Chaos Engineering
4 minute read
Delivering value to the end-users means we need systems that are useful, secure, and resistant to the shark-filled acid bath of the cloud environment. Engineering for chaos is crucial.
There are many resources that discuss the architectural concerns of resiliency engineering. Circuit breakers to gracefully handle the instability of our dependencies. Incrementally reducing feature abilities if dependencies are offline. Switching loads seamlessly between regions if one goes down or SLOs are exceeded. Redundant data persistence, idempotent messages, and etc. While we may be able to predict many failures and make them part of the initial design, we won’t predict for every failure. It requires a resilient product team to deliver resilient solutions.
What is a resilient team? It is a team that can continue to deliver value while dealing with the chaos of the real world. One of the principle practices of DevOps is that the team contains all of the capabilities required to deliver and operate their product. However, it’s possible to assemble a cross-functional team that’s brittle and will fall apart as soon as anything unexpected happens. Here are a few team anti-patterns that will put your ability to meet business goals at risk.
Individual Ownership
This anti-pattern is where a developer is the primary owner of some part of the system. This could be caused by a manager looking for ways to highlight someone for a promotion, someone joining the team who brings a new component with them, someone having expertise in a particular framework, or many other reasons. It’s tempting to do this. If we have a person who is an expert at something and we have deadlines, the obvious solution is to assign work based on expertise. This creates several large problems.
- What is the quality process? If only a small subset of the team understands something, how will the rest of the team review for quality?
- Things deliver slowly because no one else really understands the code or the business problem it solves. Therefore, no one on the team can help without onboarding.
- When the “owner” goes on vacation, has a family emergency, or wins the lottery, how will development continue in their absence?

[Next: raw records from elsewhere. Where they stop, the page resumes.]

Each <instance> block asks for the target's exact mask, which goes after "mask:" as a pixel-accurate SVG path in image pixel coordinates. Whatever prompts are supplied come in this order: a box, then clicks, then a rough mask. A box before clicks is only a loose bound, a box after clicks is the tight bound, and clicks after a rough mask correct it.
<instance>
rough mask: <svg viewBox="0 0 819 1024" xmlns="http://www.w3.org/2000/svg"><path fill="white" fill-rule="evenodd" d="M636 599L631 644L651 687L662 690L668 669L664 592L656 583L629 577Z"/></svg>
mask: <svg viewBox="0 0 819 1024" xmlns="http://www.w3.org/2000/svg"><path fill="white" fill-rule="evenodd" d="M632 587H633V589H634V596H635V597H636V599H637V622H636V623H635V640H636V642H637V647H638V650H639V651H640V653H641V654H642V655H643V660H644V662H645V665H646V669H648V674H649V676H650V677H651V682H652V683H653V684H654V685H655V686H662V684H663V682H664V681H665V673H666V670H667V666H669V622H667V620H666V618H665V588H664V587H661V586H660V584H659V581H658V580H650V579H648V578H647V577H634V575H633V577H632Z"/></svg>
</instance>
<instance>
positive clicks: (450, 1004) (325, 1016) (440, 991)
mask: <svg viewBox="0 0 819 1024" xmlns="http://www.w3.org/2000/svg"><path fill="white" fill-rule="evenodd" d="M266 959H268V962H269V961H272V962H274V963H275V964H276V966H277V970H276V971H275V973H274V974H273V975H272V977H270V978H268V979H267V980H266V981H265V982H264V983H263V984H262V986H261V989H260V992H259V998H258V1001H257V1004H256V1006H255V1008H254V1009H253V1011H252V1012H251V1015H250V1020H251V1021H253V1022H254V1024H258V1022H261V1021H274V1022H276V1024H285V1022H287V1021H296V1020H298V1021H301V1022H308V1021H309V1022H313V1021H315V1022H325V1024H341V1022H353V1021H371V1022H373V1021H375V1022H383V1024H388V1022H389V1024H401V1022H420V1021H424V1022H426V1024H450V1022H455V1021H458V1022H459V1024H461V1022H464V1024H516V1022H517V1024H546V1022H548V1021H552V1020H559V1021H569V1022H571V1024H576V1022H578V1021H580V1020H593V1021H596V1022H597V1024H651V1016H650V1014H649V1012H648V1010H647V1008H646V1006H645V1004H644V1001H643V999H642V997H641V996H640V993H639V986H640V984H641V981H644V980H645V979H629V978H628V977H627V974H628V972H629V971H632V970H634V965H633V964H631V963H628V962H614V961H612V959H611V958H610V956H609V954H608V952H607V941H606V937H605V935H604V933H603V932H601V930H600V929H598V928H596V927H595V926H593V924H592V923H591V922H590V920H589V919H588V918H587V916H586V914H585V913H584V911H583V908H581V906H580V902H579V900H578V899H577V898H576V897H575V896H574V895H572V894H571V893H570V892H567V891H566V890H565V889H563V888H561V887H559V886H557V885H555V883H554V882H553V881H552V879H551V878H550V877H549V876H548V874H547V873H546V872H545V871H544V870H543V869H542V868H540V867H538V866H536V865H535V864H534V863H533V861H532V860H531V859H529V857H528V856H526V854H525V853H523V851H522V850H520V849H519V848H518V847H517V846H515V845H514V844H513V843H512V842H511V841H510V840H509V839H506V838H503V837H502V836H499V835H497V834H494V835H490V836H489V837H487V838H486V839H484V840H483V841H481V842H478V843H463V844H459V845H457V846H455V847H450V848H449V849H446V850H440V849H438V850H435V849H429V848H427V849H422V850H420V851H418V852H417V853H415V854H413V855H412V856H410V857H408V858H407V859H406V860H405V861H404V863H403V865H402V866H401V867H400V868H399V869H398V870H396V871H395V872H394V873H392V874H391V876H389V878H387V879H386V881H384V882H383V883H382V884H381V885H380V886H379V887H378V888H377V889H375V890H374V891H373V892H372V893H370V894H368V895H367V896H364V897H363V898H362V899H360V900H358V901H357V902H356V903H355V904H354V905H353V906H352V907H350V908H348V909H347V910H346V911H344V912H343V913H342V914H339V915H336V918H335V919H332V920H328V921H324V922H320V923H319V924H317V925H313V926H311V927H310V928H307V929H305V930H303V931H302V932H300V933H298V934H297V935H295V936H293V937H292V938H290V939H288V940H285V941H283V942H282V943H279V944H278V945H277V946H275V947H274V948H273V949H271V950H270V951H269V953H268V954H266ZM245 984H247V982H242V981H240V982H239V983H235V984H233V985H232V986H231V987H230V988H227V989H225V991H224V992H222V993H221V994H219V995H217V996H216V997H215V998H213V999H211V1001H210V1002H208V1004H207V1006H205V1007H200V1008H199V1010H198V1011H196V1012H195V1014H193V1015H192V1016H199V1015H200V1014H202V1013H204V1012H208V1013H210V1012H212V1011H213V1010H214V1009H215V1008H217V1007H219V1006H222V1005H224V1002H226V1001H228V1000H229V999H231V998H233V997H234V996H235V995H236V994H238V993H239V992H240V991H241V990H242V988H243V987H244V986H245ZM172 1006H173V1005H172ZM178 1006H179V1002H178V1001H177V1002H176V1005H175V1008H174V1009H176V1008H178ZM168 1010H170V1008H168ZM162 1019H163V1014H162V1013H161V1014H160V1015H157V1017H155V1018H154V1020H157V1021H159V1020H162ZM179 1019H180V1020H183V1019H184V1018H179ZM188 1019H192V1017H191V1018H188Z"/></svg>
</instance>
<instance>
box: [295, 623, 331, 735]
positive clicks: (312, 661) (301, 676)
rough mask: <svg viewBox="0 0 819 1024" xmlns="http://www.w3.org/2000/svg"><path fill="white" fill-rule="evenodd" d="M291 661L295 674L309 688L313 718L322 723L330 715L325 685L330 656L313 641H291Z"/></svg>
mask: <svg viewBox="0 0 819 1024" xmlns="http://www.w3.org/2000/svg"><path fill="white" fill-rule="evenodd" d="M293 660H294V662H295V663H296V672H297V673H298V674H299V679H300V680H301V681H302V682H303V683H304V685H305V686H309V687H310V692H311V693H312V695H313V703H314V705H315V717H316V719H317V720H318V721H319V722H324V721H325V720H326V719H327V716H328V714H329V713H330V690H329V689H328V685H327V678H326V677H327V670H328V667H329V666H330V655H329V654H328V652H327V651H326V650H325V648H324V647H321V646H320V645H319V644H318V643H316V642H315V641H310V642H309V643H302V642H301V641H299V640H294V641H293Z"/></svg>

Tactical decisions based on best-case scenarios and hope can succeed as long as nothing goes wrong. Business strategy requires embracing reality. Terminate knowledge silos with extreme prejudice.
The Change Agent
Improvement rarely starts as an overall team effort. However, improvement of daily work is a business deliverable. If we are not continuously improving, we are continuously degrading. There is no steady-state position. If we have a person on the team who is passionate about improving things, we cannot depend on that passion long-term as the driver of improvement.
- Passion burns out if there is no motion or active support.
- As in the “single owner” anti-pattern, the improvement will depend on the presence of that contributor. What happens when they seek greener pastures.
Leverage the passion for improvement to infect the team, but embed it into the team’s culture by incentivizing it as we would any other value delivery. Grow more change agents.
Assigned roles
Assigned roles and titles awesome for HR, but do not add value to the business. Product teams have one role; deliver business value and continuously improve how we do that.
- Assigning functional roles on the team leads to “not my job” and extended wait times while hand-offs occur within the team.
- If a link in the chain is broken due to the chaos of the real world, then value stops.
- If the flow of work overwhelms the capacity of one of the assigned roles, then lead times extend, and value is lost due to delay.
It’s fine to assemble a group of specialists to develop an MVP, but the complexity debt in the application and in the team will steadily increase if things remain specialized. Over the long term, that structure will drive you into a ditch. Optimize for sustainable value delivery and impact to the bottom line, not HR concerns.
These are all common issues on teams that are not deliberately architected to deliver resilient applications. When short term deliverables have more focus than long term strategy, we’ll miss our goals. Plan for chaos and architect teams for reality.
Written on January 25, 2021 by Bryan Finster.